As I mentioned above, greater emphasis is being placed on content. We’re no longer focused on the UI and ‘wow’ factor of the design – this is readily available in a multiple of formats from slick WordPress themes to off-the-shelf turnkey products. But,  buyer beware – the very fact these templates are widely available, and widely used, means companies run the risk of getting lost in a sea of sameness, where their competitors’ sites are so similar in terms of UI design and functionality that they lose the opportunity to make an impact and stand out from the crowd.

This is where the designer’s role has changed again – a great design team will still be able to create content that delivers,  a distinctive way of communicating that will make your site memorable, even if your its framework is the same as everyone else.

In search of bespoke

In the same way, there’s currently a shift from stock shots to bespoke imagery, with custom photo shoots now representing a realistic, and cost-effective, alternative to library images, especially if your client’s product or service requires a little more explaining.

The days of defaulting to cheap stock sources seem to be coming to an end – in the quest for genuinely unique content, more and more emphasis is being placed on ‘traditional’ design and communication skills such as illustration and copy writing. Talented designers can create graphics and illustrations which are full of personality, tailored to reflect the tone of the brand – which is something brands are striving for more than an ever in increasingly crowded markets.

Likewise, the use of typography within website design is changing.

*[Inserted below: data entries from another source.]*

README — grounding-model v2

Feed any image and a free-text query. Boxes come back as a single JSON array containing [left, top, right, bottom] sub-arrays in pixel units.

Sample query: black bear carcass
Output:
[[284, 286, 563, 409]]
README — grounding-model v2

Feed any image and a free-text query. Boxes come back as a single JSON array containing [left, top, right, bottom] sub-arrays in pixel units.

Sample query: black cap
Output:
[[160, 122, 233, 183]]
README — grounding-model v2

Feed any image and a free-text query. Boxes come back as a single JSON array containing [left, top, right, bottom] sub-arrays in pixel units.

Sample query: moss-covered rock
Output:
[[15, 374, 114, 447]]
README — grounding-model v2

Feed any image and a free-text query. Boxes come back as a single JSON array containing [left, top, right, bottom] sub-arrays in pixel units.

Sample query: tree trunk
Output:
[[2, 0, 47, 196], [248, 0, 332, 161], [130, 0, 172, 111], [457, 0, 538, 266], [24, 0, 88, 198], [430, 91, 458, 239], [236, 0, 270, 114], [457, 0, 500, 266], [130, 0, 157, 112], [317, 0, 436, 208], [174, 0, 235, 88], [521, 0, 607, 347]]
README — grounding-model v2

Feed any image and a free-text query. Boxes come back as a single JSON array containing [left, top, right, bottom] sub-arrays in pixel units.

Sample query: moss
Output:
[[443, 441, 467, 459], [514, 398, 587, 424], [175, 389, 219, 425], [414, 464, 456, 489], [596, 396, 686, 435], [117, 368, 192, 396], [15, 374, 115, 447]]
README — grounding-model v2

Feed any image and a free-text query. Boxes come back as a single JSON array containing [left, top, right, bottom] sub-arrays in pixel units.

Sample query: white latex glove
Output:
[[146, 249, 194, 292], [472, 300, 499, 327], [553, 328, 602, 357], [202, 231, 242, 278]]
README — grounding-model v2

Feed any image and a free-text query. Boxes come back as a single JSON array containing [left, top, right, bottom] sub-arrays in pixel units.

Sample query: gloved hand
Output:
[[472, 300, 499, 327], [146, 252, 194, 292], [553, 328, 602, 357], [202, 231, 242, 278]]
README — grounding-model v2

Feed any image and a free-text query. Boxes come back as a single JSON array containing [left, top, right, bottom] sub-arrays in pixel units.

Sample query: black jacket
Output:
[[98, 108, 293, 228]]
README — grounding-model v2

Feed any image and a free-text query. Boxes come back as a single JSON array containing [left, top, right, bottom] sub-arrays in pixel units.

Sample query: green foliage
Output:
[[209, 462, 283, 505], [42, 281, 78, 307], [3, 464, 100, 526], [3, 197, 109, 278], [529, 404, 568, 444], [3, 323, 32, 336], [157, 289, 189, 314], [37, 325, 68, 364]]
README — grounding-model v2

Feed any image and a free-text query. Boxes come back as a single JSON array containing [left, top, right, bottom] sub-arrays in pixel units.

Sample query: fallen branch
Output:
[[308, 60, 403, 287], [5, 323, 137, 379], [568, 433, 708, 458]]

Gone are the days of defaulting to Arial or Calibri – with a plethora of web fonts at their disposal designers are now able to use type in more creative ways whilst still adhering to a responsive framework.

Video will become king

The inclusion of video on a website does more than just tick some of Google’s boxes – it attracts and engages the audience in a way that static content never could, providing the perfect platform for brands to get across their carefully constructed narrative and message.

79% of all consumer internet traffic will be video and that 50% of all mobile traffic is now already video based.**

Greater focus on animation

Whilst playing a key role in digital interfaces since the earliest days on the internet (spinning logo anyone?!), the role of animation within websites will continue to evolve. And as designers gain access to more and more tools to enable them to create smile-inducing animations they are set to increase in popularity.

AR and VR will start to feature more

No longer the gimmicky indulgence of clients with big budgets, AR and VR will start to transform the user experience in an increasing number of websites over the next few years. Forward-thinking brand are already creating more interactive solutions that immerse the audience in their online experience.

The possibilities are endless, and as the technologies that power these experiences become more accessible, the way people interact with websites will change dramatically. Gesture recognition, through-lens technology, immersive UIs – they’ll all be here sooner than you think.

So what does this all mean?

Well, while the tools to create websites are getting easier to access, more streamlined and more instant, there’s an increasing importance that the role of the designer doesn’t get overlooked. Otherwise we run the risk of being drowned in that sea of sameness I mentioned earlier. Sure, everything will look pretty but will anyone actually want to engage with it?